Even the 30-year fixed-rate mortgage, prepayable without penalty, which generations of homebuyers have come to regard as a near-birthright, could eventually be priced out of reach of many homebuyers and play a significantly reduced role in the housing market.
A gradual elimination of Fannie Mae and Freddie Mac
The key part of the proposals, released today in a report to Congress, is for gradually phasing out Fannie Mae and Freddie Mac, the two government-charted lenders that back the majority of U.S. residential mortgages, but which suffered massive losses in the collapse of the subprime mortgage market. What might replace them is not yet clear, although three options proposed in today's report all envision a far less active government role in supporting affordable home loans.
Those changes would begin almost immediately, by gradually eliminating the competitive advantages Fannie Mae and Freddie Mac have over private lenders, by requiring them to increase their pricing to a level even with the private market over the next few years.
In addition, the administration is also calling for reductions in the maximum loan amount for mortgages backed by the lenders, first by allowing a temporary increase in conforming loan limits to expire as scheduled in October, then seek further reductions later on. The maximum currently is nearly $730,000; it is set to fall back to $417,000 this fall, which would exclude a big chunk of potential borrower in certain markets.
Affordable mortgage support to be more limited
To be sure, the Obama administration is not backing completely away from government support for affordable mortgages. However, it envisions that such support should be targeted at low- and moderate-income homeowners with good credit, rather than broader mortgage affordability for the middle class in general.
"Going forward, the government's primary role should be limited to robust oversight and consumer protection, targeted assistance for low- and moderate-income homeowners and renters, and carefully designed support for market stability and crisis response," the report read.
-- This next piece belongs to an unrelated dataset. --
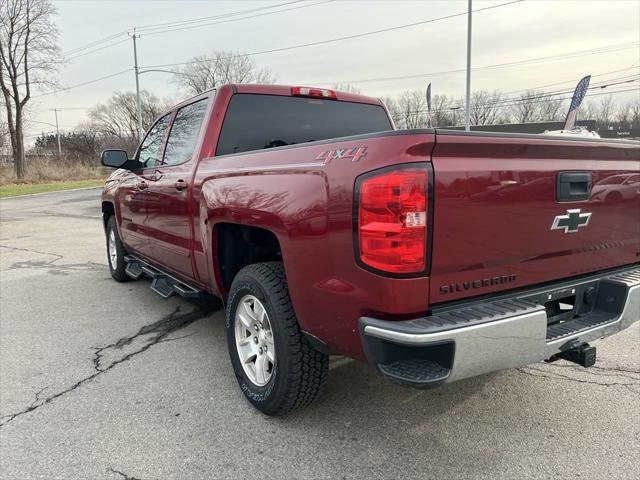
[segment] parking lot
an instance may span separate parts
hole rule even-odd
[[[0,202],[2,478],[638,478],[640,328],[598,362],[427,391],[332,358],[310,408],[268,418],[223,315],[106,265],[99,190]]]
"Although the government still has an important role to play in housing finance, private markets - subject to strong oversight and standards for consumer and investor protection - should be the primary source of mortgage credit and bear the burden for losses," another portion read.
The report proposes that the FHA return to its role as the targeted provider of mortgage credit for low- and moderate-income borrowers and first-time homebuyers. It envisions the FHA accounting for about 10-15 percent of the mortgage market, its historical norm, down from around 30 percent currently, with measures in place to prevent it from claiming a larger share as Fannie Mae and Freddie Mac are wound down.
Three options suggested
Of the three proposals for replacing Fannie and Freddie, only one envisions a government role similar to that of the two lenders, although significantly scaled back from what they do. All envision higher borrowing costs for most mortgage consumers, although with greatly reduced taxpayer exposure to potential losses.
The first proposal suggests an almost fully privatized mortgage market, with government involvement limited to a few narrowly targeted types of loans, such as FHA, VA and USDA mortgages. The second proposal closely resembles the first, except with a limited government guarantee that would kick in to ensure access to credit during times of economic crisis.
In both, the private sector would absorb virtually all the risk involved. However, the report notes that mortgage costs would likely rise for the majority of borrowers, and that traditional 30-year fixed-rate mortgages could be priced out of reach for many.
The third option would involve a broad government insurance for mortgages that conform to certain underwriting standards, much as presently occurs with Fannie Mae and Freddie Mac. However, it would be a secondary insurance that would only pay out to investors after a primary, private guarantor was wiped out. This option is seen as likely offering the lowest-cost mortgages of the three, including availability of prepayable, 30-year fixed-rate loans, although at higher costs than are currently available.
Congress will undoubtedly have its own say as to what the eventual replacement or overhaul of Fannie Mae and Freddie Mac will look like, but today's proposals likely sets forth what the parameters of the debate will be.